Di ciò, secondo Carrel, deve farsi carico la società moderna che, invece di perseguire la strada dell’appiattimento e dell’uguaglianza provocando così l’infelicità degli uomini, deve indirizzarsi verso il giusto riconoscimento della personalità degli esseri umani accettando anche le diverse differenze esistenti fra essi.
La visione mistica e religiosa che Carrel aveva della vita (e che si ritrova, peraltro, espressa in due sue opere, La prière del 1944 e Viaggio a Lourdes. Frammenti di diario e meditazioni, pubblicato postumo nel 1949) era, però, destinata a scontrarsi, irrimediabilmente, con la classe dirigente statunitense che, forgiata dall’esperienza roosveltiana del New Deal, si apprestava a far la sua parte nella Seconda Guerra Mondiale che, conclusasi con la vittoria delle potenze alleate, avrebbe lentamente condotto il mondo verso un sistema di vita sempre più incentrato sulla dinamicità incontrollata e sull’esaltazione di fattori materiali ed economici da cui è derivato un pericoloso appannamento dei valori culturali ed esistenziali espressi nei secoli dalla cultura europea.
Di fronte ad un mondo che non era disposto ad accettare la sua visione, Carrel decise di rimanere coerente con se stesso; abbandonando la fondazione Rockefeller dalla quale aveva ricevuti onori e gloria e dove era costantemente circondato da amorevoli discepoli, decise di far ritorno, quasi come se fosse guidato da una sorta di dovere morale, nel 1939, in una Francia ormai travolta da una sconfitta che il blietzkrieg dei generali tedeschi aveva provocato e l’atteggiamento di politici imbelli e avventuristi avevano non poco propiziato.
Nella Francia di Vichy il suo valore ottenne, però, un ulteriore riconoscimento; il governo del maresciallo Petain, infatti, concesse, in uno dei periodi più bui della storia francese, allo scienziato di fama internazionale la direzione della Fondazione per lo studio delle Relazioni Umane, ponendo così Carrel nel solco di una trincea già occupata da individui del calibro di Brasillach e Pierre Drieu la Rochelle, oltre a Rebatet e a Louis Ferdinand Celine.

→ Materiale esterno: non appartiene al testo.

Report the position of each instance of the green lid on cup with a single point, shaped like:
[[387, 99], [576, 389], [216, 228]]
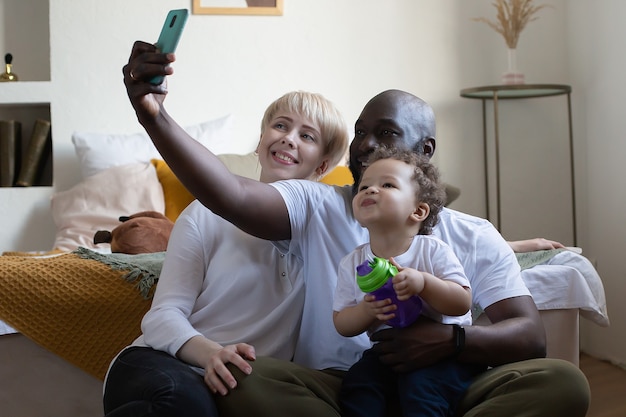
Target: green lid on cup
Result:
[[371, 275]]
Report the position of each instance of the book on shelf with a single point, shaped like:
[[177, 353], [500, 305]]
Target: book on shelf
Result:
[[10, 151], [35, 156]]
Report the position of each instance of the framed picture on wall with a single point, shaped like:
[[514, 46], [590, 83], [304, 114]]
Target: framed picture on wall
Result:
[[249, 7]]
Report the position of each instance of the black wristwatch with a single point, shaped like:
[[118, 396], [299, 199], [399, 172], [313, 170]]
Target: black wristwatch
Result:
[[458, 334]]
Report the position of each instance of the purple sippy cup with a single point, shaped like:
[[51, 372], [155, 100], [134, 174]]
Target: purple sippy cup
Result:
[[374, 277]]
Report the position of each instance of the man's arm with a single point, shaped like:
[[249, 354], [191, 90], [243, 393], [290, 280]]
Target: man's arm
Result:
[[255, 207], [516, 333]]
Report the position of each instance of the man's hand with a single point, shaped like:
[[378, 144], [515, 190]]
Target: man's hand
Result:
[[145, 62], [530, 245], [216, 374], [421, 344]]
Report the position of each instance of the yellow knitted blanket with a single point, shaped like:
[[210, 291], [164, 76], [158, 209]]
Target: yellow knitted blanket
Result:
[[79, 309]]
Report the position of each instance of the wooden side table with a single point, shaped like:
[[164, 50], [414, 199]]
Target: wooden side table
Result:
[[511, 92]]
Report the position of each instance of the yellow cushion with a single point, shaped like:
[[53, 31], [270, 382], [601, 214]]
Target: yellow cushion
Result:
[[341, 175], [176, 196]]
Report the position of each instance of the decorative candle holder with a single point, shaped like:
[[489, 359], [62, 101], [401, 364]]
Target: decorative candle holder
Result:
[[8, 74]]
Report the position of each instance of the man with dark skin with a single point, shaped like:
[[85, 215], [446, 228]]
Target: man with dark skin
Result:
[[520, 384]]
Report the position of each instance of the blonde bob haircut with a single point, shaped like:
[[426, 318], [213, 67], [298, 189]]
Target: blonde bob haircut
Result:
[[320, 110]]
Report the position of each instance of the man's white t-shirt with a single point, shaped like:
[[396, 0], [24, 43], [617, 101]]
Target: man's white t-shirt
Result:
[[324, 230]]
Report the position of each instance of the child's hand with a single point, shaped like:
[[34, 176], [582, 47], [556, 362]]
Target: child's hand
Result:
[[407, 282], [382, 310]]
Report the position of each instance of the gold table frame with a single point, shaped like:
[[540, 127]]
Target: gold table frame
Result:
[[496, 93]]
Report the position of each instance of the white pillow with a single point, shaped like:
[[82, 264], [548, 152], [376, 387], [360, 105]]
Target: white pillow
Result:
[[97, 203], [99, 151]]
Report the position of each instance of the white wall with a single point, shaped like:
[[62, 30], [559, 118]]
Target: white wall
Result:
[[596, 42], [350, 50]]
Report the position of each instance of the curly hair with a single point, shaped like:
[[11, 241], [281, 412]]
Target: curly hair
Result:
[[426, 176]]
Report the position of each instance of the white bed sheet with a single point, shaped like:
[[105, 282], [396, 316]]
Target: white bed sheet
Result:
[[568, 280]]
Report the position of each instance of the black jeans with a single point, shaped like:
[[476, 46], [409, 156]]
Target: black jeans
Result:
[[146, 382], [370, 388]]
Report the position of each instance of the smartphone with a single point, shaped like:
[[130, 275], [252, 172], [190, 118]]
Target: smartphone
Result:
[[170, 35]]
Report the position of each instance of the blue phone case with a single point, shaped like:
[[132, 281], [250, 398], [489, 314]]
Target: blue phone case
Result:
[[170, 35]]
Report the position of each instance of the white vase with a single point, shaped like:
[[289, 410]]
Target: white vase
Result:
[[512, 75]]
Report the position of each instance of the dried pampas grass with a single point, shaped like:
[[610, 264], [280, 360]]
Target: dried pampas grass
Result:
[[512, 18]]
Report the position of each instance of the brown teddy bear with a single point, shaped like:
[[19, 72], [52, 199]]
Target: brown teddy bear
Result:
[[144, 232]]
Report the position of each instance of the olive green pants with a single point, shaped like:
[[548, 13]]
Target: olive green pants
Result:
[[539, 387]]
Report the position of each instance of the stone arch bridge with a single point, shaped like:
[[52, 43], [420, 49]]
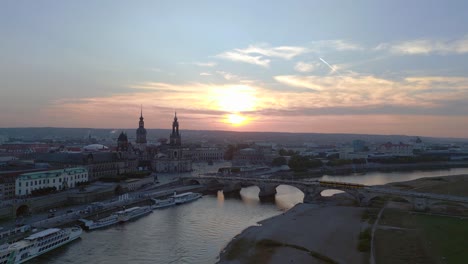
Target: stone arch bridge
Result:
[[312, 190]]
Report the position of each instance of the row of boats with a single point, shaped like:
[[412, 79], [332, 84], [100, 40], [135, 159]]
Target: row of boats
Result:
[[49, 239], [138, 211]]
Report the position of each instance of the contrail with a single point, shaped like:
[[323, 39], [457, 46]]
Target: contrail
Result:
[[328, 64]]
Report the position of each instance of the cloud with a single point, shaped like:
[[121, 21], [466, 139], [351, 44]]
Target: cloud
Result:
[[336, 45], [259, 54], [205, 64], [228, 76], [426, 46], [241, 57], [366, 90], [305, 67]]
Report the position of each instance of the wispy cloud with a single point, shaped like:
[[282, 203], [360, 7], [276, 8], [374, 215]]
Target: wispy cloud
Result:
[[228, 76], [426, 46], [335, 45], [241, 57], [205, 64], [260, 54], [305, 67], [365, 90]]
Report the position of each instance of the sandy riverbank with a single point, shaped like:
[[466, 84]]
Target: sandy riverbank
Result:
[[307, 233]]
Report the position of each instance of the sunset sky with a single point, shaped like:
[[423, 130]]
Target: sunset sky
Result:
[[373, 67]]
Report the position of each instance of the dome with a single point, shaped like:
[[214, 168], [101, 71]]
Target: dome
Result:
[[122, 137], [95, 147]]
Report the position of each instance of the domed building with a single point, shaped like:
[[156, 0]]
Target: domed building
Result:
[[172, 160], [95, 147], [141, 133]]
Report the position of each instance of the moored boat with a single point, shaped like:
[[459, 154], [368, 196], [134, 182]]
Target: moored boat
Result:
[[103, 222], [186, 197], [38, 244], [162, 203], [132, 213]]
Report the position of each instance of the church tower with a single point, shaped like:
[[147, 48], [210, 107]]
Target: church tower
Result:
[[175, 149], [175, 139], [141, 131], [122, 142]]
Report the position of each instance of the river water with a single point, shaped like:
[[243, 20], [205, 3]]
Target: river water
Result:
[[196, 232]]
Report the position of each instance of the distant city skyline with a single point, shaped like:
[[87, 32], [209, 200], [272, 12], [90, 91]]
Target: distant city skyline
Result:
[[366, 67]]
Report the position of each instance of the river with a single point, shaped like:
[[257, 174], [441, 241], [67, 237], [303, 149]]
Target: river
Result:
[[196, 232]]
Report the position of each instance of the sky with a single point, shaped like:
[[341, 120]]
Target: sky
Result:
[[368, 67]]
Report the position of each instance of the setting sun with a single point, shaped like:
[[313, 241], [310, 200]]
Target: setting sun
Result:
[[236, 119], [236, 99]]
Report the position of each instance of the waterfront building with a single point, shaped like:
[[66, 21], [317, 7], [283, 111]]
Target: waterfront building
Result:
[[206, 154], [359, 145], [171, 158], [399, 149], [141, 133], [254, 155], [60, 179], [98, 164], [122, 142]]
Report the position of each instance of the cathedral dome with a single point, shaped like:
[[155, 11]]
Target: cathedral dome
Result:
[[122, 137]]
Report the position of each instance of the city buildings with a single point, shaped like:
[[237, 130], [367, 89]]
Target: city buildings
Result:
[[171, 158], [62, 179]]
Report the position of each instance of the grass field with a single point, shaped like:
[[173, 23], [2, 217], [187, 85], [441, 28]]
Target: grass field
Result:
[[421, 238]]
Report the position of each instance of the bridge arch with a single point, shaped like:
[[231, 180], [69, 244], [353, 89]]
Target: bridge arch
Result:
[[22, 210], [191, 182]]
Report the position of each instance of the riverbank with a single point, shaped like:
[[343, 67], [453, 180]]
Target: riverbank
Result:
[[307, 233], [328, 233], [352, 169]]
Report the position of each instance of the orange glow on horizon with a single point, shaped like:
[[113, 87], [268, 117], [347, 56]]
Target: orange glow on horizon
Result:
[[235, 120]]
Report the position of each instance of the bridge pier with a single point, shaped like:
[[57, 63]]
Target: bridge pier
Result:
[[267, 190], [232, 188], [420, 204], [311, 194]]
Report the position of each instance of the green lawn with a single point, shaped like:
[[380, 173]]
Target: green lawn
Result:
[[447, 237]]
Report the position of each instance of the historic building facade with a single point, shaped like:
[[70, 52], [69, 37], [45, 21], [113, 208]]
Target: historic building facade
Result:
[[171, 157], [60, 179], [141, 133]]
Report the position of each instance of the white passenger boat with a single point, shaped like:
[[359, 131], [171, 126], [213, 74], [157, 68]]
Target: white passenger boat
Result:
[[37, 244], [186, 197], [161, 203], [103, 222], [132, 213]]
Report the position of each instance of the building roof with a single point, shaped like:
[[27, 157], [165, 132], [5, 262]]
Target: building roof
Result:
[[95, 147], [51, 173], [43, 233]]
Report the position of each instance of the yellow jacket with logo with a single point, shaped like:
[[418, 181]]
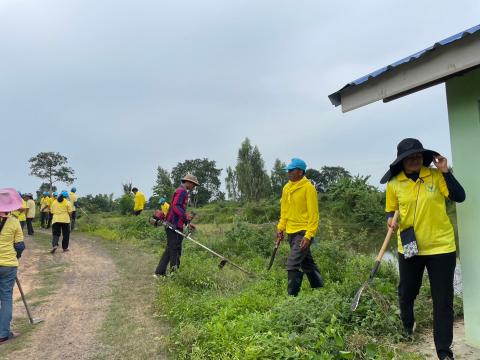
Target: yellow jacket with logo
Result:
[[61, 211], [165, 208], [299, 208], [73, 199], [45, 204], [10, 235], [433, 229], [139, 201]]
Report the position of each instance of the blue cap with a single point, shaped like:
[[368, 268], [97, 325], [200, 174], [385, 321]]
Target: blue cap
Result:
[[296, 163]]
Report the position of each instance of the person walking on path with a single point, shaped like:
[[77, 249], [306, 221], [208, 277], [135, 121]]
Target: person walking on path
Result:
[[425, 234], [177, 217], [61, 210], [31, 211], [139, 202], [20, 214], [11, 248], [299, 220], [53, 197], [44, 210], [74, 201]]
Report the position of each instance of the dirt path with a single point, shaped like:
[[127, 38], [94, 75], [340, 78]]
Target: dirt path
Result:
[[76, 311], [461, 350]]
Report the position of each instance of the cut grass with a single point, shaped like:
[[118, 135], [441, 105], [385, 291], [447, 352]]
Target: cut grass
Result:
[[130, 330]]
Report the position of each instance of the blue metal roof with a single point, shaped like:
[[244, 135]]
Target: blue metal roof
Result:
[[335, 97]]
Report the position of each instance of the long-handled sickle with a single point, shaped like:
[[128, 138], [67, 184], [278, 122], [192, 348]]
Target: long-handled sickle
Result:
[[378, 260], [32, 320], [224, 260]]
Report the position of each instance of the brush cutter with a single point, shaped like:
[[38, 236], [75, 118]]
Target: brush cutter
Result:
[[32, 320], [374, 270], [223, 261]]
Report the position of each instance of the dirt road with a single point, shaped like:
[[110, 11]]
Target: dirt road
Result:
[[75, 312]]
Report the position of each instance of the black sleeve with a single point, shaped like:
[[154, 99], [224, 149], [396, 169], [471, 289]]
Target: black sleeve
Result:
[[455, 190]]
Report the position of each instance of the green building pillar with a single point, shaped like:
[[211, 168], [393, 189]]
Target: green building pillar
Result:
[[463, 98]]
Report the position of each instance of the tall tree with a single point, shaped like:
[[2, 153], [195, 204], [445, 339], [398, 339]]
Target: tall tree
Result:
[[207, 174], [44, 187], [52, 167], [278, 177], [330, 175], [231, 184], [253, 181], [163, 184]]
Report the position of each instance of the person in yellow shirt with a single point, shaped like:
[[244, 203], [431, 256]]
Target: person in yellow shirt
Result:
[[52, 198], [44, 209], [30, 213], [61, 210], [20, 214], [11, 248], [425, 234], [139, 201], [74, 200], [299, 220]]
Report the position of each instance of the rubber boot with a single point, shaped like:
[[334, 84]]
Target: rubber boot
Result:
[[294, 282], [55, 240], [315, 279]]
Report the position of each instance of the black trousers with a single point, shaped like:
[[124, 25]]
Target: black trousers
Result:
[[59, 229], [44, 219], [298, 259], [441, 270], [172, 253], [30, 226], [73, 218]]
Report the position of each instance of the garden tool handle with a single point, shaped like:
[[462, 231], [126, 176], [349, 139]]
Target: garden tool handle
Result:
[[386, 241]]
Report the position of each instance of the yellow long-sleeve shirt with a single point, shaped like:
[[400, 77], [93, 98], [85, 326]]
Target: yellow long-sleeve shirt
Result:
[[299, 208]]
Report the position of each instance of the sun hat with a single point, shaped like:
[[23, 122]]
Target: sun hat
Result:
[[9, 200], [405, 148], [296, 163], [191, 178]]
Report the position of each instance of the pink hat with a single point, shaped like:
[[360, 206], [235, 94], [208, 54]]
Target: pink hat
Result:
[[9, 200]]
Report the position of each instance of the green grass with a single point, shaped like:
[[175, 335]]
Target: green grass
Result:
[[223, 314], [48, 275]]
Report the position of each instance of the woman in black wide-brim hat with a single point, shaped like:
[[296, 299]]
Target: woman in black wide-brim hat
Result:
[[426, 238]]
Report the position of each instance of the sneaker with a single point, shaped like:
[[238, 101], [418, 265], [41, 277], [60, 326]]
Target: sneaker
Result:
[[410, 331], [12, 335]]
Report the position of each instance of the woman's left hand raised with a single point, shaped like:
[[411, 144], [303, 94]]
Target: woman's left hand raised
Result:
[[441, 163]]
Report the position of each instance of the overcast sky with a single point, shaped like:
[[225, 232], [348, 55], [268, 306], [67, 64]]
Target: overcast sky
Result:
[[121, 87]]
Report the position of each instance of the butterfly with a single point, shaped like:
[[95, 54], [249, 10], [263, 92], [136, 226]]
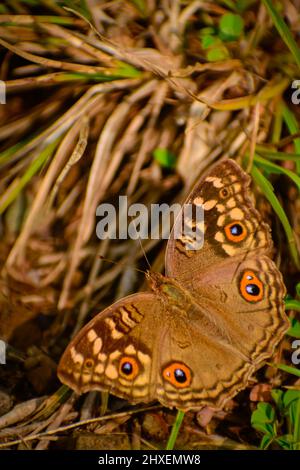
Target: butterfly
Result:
[[197, 337]]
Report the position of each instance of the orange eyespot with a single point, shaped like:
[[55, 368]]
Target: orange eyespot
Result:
[[178, 374], [235, 231], [128, 367], [224, 193], [251, 287], [88, 364]]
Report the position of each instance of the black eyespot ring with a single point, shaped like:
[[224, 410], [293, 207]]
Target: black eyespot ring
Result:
[[224, 193], [127, 368], [89, 363], [253, 289], [236, 230], [180, 376]]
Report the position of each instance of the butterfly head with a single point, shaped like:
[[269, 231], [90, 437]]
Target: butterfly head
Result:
[[155, 280]]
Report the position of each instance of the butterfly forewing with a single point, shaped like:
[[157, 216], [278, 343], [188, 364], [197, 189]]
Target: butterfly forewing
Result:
[[205, 329]]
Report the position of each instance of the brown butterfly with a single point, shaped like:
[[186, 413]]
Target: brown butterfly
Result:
[[196, 339]]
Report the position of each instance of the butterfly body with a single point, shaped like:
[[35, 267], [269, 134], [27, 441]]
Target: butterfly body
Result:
[[203, 329]]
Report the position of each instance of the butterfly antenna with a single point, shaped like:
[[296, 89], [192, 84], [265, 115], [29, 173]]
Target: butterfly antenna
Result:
[[120, 263], [141, 245]]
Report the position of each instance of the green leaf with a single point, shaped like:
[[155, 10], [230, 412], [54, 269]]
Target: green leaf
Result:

E come costoro, Alexis Carrel sembrava esser destinato a subire il processo che lo avrebbe condannato a morte in quanto collaborazionista.
Un’eventualità a cui sfuggì solo grazie al sopraggiungere della morte naturale, che lo colse a Parigi il 5 novembre del 1944 e che gli evitò di essere vittima di quel processo epurativo che colpì, con sommarie condanne a morte o “morti civili”, non solo migliaia di francesi, rei di aver seguito il maresciallo Petain, ma molte altre illustri personalità del tempo, come il premio Nobel svedese Knut Hamsun o il celebre poeta Ezra Pound, che regolari tribunali internazionali s’affrettarono a bollare quali individui affetti da pericolosa pazzia mentale, patologia che sembrava essere diretta emanazione delle loro opinioni politiche.